By Dave Kearns , Network World , 05/02/2005
Kearns

The big news last week on the PC front, at least according to the general press, was the release of a new version of the Macintosh operating system - the one that's been touted by the code name Tiger, as in the hypothetical headline "Apple unleashes Tiger to roam the streets of Redmond."

"We're leading the operating system race and others are following our taillights," Apple's Steve Jobs says. I guess it all depends on how you keep score. To put it into perspective, Apple could double or triple its installed base and still be little more than a tiny blip on the operating system radar. Microsoft still would control the CPU on more than 90% of the PCs in the world.

This is Apple's fourth release in five years - and the company seems proud of that fact. It's like a throwback to the days where competitors were judged based on which had the bigger version number (for example, "New AOL 5.79!"). But what, exactly is new, different or revolutionary in the new operating system?

Last week's San Jose Mercury News said: "It is the first operating system to incorporate and expand upon the intensive hard-drive search popularized by Google.

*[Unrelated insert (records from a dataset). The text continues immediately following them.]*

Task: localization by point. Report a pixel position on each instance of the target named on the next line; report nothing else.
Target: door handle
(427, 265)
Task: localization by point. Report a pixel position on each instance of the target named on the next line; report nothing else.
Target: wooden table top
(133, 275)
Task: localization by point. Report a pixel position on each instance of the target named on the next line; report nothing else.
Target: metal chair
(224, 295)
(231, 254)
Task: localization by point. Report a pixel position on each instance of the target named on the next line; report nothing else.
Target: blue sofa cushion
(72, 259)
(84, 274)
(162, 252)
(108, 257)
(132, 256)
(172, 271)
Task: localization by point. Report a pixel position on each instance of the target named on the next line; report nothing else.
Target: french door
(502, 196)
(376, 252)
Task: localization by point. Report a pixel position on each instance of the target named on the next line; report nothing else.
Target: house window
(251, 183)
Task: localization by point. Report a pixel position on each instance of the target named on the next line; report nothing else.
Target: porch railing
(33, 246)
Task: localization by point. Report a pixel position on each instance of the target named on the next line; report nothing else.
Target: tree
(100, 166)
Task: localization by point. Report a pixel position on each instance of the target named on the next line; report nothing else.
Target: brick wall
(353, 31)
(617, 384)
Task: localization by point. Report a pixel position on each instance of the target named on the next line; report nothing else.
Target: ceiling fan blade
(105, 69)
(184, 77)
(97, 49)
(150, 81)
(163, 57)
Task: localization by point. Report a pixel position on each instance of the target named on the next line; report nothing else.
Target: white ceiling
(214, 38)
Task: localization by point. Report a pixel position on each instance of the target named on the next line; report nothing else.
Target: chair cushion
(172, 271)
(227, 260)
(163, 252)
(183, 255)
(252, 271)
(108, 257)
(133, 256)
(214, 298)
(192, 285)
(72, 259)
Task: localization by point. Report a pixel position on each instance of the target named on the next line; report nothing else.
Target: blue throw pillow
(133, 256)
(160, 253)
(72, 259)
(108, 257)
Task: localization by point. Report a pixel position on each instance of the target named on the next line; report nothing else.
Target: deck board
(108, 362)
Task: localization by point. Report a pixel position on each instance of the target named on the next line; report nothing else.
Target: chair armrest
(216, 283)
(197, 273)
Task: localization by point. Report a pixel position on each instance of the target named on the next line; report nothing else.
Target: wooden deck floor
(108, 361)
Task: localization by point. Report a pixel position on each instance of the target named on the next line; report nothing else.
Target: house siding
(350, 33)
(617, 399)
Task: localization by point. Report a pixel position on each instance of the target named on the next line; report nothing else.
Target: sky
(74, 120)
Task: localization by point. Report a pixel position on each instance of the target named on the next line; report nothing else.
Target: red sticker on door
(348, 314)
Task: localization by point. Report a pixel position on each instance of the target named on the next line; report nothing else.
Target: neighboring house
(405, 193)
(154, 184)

It also fetches the kind of up-to-the-minute stock, weather and flight information typically found on Web sites like Yahoo. Apple even improved on RSS news and blog feeds and integrates them into its Safari Web browser."

These are the highlights, the things that, the story says, "make Tiger innovative, rather than merely iterative." But there's nothing in that list that I can't (and don't) do today from my Windows 2000 desktop, nevermind what you can do with Windows XP Pro on your PC. This is all evolutionary, not revolutionary.

It appears that what Apple has done is to take meaningful, desirable third-party services and applications and "roll their own" inside the operating system, thus presenting users with a fuller package of features. Of course, the third parties that had been providing these services as add-ons now are left out in the cold.

When Microsoft does this, it's denounced as a predator and a monopolist. When Apple does it, it's praised as an innovator. Still, if Microsoft didn't have Apple to point to as "competition," there might be more calls for government regulation of monopoly operating systems. We certainly don't want government bureaucrats designing our server and desktop environments.